Today police said Big Issue sellers should be banned from York unless they can prove they are genuine.
But City of York Council say a ban is unlikely because the sellers slip through a loophole in the current street trading regulations.
Officers spoke out after they found a Big Issue seller in Church Street was a failed Romanian asylum seeker who had overstayed his visa and was in the country illegally.
Another Romanian asylum seeker selling the magazine had travelled against the requirements of the asylum seekers support scheme which ordered him to remain in London.
Police said a third man, from West Yorkshire, faced legal action after he was caught twice selling the charity magazine while claiming unemployment benefit.
Acting Sergeant Rick Ball said he would like the council to tighten the rules on Big Issue sellers unless the charity can demonstrate its workers are staying within the law.
Mr Ball said: "If Big Issue sellers are breaking the law we have to ask if we want that type of person in York and consider stopping them.
"It would be a shame for that to happen but unless they can clean up their act I feel that we have got to take action."
He added that officers could not find any beggars in the city centre yesterday and he was pleased that the "message is getting through" that they are unwelcome.

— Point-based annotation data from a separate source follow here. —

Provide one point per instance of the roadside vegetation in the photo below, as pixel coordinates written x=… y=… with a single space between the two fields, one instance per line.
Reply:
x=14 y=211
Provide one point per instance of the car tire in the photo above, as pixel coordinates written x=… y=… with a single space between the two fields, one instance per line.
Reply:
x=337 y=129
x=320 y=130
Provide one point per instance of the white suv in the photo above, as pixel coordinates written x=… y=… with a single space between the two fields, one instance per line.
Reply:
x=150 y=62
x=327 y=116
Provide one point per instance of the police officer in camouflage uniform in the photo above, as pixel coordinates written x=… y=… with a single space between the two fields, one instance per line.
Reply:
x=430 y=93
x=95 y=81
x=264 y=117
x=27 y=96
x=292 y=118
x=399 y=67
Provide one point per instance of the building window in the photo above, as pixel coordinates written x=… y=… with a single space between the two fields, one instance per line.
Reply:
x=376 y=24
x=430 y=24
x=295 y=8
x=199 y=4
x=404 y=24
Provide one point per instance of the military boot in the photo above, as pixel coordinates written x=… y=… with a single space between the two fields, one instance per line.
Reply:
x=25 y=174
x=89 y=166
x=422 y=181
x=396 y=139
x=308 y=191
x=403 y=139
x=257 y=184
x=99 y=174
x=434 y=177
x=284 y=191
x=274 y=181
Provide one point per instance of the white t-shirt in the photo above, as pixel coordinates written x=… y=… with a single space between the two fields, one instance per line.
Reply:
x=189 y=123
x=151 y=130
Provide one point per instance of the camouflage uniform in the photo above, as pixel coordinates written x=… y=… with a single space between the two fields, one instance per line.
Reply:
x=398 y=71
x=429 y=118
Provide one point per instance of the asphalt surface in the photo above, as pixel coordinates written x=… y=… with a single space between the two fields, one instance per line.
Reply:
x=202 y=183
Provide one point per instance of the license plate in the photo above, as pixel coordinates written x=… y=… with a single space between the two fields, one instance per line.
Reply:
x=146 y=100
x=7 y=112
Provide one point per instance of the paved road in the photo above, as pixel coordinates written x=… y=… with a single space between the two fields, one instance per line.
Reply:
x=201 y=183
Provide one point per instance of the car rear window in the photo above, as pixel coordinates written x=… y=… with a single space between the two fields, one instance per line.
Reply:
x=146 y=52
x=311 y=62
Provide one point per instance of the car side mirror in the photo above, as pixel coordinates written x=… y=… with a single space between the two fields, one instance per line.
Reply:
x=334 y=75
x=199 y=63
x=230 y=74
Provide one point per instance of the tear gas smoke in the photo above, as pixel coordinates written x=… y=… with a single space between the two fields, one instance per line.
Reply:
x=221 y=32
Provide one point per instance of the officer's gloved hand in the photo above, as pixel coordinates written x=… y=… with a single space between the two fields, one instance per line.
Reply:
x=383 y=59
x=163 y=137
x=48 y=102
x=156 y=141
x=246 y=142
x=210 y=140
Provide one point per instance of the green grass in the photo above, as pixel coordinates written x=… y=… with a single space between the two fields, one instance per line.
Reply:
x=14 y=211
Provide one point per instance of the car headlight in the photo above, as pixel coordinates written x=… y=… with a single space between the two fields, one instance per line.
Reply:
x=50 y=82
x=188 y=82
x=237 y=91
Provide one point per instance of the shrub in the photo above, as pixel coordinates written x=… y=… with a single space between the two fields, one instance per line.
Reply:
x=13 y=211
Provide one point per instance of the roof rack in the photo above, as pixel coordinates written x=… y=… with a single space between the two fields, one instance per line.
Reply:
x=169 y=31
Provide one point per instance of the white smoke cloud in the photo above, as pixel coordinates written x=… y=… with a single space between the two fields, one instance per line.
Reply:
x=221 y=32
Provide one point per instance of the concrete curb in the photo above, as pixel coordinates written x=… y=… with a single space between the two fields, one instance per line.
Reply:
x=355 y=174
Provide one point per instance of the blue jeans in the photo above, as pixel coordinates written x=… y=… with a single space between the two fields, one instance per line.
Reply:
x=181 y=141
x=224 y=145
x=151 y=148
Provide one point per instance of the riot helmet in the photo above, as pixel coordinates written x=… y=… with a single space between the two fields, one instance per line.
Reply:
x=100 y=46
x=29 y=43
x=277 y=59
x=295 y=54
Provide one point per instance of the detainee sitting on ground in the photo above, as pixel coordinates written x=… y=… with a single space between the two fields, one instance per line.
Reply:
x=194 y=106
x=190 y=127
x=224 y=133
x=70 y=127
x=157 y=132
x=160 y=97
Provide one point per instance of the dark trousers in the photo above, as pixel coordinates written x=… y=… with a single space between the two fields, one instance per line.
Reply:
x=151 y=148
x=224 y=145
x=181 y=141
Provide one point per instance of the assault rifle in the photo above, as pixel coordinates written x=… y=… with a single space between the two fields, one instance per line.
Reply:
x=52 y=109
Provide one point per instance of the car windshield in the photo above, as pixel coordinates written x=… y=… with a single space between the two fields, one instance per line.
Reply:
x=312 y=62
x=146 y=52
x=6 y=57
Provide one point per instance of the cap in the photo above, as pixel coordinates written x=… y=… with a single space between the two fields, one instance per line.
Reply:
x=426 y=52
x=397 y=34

Last week the Evening Press revealed how police and benefits agency staff held a two-day operation, named Operation Capstan, aimed at cracking down on beggars.
Police said the failed asylum seeker, who said he was staying in Barnsley with friends, now faced deportation, but immigration officials declined to arrest him in York.
Home Office immigration minister Beverley Hughes yesterday resigned in the aftermath of claims that Romanians were successfully applying for British visas with fake documents.
Dick Haswell, City of York Council licensing officer told the Evening Press today that a legal loophole meant sellers of periodicals and newspapers were exempt from street trading regulations.
A spokesman for the Big Issue North said an investigation has begun in to how the individuals had come to break a written agreement with the charity.